In the Matter of Jacqueline T., a Person Alleged to be a Juvenile Delinquent, Appellant.
   Order of disposition of the Family Court of the State of New York, Bronx County (Susan Larabee, J.), rendered on January 30, 1991, which, inter alia, adjudicated appellant a juvenile delinquent, and placed her with the New York State Division for Youth, Title II, for a period of eighteen months, unanimously modified, on the law and the facts, and in the exercise of discretion, to the extent of directing that appellant be placed on probation, and the matter is remanded for a hearing to determine the terms of probation, and except as modified, affirmed, without costs or disbursements.
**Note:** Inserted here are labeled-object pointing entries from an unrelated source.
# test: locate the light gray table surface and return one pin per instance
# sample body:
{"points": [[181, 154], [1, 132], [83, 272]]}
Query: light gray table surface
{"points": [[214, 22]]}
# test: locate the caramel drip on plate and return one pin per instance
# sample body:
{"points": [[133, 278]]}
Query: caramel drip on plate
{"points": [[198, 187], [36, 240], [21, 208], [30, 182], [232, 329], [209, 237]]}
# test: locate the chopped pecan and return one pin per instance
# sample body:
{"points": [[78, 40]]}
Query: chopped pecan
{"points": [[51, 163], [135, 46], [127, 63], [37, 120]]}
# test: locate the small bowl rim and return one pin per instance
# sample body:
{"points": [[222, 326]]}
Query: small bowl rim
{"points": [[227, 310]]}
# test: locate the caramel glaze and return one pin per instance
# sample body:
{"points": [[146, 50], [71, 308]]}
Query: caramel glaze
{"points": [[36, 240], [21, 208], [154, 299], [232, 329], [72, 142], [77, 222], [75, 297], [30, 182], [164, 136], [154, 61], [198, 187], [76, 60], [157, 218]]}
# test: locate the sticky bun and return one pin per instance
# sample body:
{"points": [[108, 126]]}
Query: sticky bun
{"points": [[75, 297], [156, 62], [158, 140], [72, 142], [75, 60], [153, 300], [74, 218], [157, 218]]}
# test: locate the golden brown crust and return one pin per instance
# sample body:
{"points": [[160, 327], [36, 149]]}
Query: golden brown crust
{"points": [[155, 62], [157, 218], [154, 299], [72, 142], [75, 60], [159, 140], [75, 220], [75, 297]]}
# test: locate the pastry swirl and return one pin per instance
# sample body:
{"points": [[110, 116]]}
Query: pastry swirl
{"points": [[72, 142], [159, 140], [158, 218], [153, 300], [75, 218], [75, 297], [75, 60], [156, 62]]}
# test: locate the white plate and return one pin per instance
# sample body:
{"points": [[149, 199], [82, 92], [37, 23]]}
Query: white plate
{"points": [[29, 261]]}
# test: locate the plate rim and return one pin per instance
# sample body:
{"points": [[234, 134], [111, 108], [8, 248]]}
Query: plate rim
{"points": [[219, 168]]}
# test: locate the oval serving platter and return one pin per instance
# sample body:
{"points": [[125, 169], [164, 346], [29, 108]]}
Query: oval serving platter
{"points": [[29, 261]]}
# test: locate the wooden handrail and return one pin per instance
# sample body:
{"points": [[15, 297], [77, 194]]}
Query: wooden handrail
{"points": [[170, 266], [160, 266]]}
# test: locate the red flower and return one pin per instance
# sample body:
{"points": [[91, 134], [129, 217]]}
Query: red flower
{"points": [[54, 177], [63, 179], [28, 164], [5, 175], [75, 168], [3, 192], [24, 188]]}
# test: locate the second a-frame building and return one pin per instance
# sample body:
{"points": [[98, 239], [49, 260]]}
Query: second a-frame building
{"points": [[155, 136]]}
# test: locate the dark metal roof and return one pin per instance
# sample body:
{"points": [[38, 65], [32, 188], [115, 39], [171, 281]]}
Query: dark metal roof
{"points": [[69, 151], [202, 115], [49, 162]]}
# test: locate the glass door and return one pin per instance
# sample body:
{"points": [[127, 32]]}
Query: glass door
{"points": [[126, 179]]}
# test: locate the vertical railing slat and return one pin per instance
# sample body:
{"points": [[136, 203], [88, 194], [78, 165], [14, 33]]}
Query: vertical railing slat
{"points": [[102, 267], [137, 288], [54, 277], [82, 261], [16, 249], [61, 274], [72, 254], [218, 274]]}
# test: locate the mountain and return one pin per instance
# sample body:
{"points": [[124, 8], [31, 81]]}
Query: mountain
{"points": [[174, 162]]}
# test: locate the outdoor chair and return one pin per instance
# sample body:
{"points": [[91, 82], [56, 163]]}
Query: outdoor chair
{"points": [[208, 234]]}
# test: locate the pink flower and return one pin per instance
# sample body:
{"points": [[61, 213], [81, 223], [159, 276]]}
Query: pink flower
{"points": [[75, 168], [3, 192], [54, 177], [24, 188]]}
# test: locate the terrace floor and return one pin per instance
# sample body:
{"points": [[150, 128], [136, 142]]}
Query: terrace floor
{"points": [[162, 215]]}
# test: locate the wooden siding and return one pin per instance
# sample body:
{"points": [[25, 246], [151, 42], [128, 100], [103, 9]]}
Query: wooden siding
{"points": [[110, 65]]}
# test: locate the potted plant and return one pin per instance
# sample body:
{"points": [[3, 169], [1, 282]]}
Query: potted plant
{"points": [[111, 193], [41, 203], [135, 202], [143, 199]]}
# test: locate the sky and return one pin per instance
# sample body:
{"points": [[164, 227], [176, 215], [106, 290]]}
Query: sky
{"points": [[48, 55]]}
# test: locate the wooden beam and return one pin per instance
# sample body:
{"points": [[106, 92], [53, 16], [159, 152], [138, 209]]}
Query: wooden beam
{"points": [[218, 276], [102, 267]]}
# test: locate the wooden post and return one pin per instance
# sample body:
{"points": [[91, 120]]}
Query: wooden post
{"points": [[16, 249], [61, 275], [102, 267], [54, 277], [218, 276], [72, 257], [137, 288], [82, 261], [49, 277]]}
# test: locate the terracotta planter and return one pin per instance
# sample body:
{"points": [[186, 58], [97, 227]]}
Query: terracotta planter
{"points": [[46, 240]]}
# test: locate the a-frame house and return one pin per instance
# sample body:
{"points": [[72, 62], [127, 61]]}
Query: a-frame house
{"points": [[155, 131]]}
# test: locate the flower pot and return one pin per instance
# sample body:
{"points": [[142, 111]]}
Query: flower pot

Appellant, who was fifteen years old at the time of the dispositional hearing, was convicted on a guilty plea, of two counts of crimes which, if committed by an adult, would be first and second degree robbery. After six days of hearings at which experts and probation officials testified concerning the degree of supervision that would best serve both appellant’s interests and the community’s need for supervision, the Family Court placed appellant in a Title II non-secure facility within the City, so that appellant may be near to her family. The Family Court order also gave the State Division for Youth discretion to transfer appellant to a secure Title III facility. Resort to this alternative has not proved necessary. After appellant was placed in Spofford, where she performed well in her studies over a three-month period, this Court, by order entered July 13, 1991, stayed the Family Court order and directed that appellant report to the Department of Probation, attend grief and bereavement counseling, as well as individual counseling under the "Big Sisters” program. Appellant is currently living at home, with her mother and siblings, under the Supreme Court Probation Department’s Intensive Supervision Program. On this appeal, appellant argues that the current arrangement sufficiently satisfies her needs as well as the needs of society.

In light of the sudden death of her stepfather and the cancer diagnosis of her mother, appellant’s exemplary record while in Spofford, and her apparent success in the current arrangement, we extend the effect of the earlier stay ordered by this Court by modifying the disposition order to place appellant on probation.

On this record, in light of the apparent success of the

Intensive Supervision Program, appellant should be permitted the opportunity to continue in that program, absent any substantial violation of the terms of probation to be set on remand. Concur — Murphy, P. J., Sullivan, Ellerin, Ross and Kassal, JJ.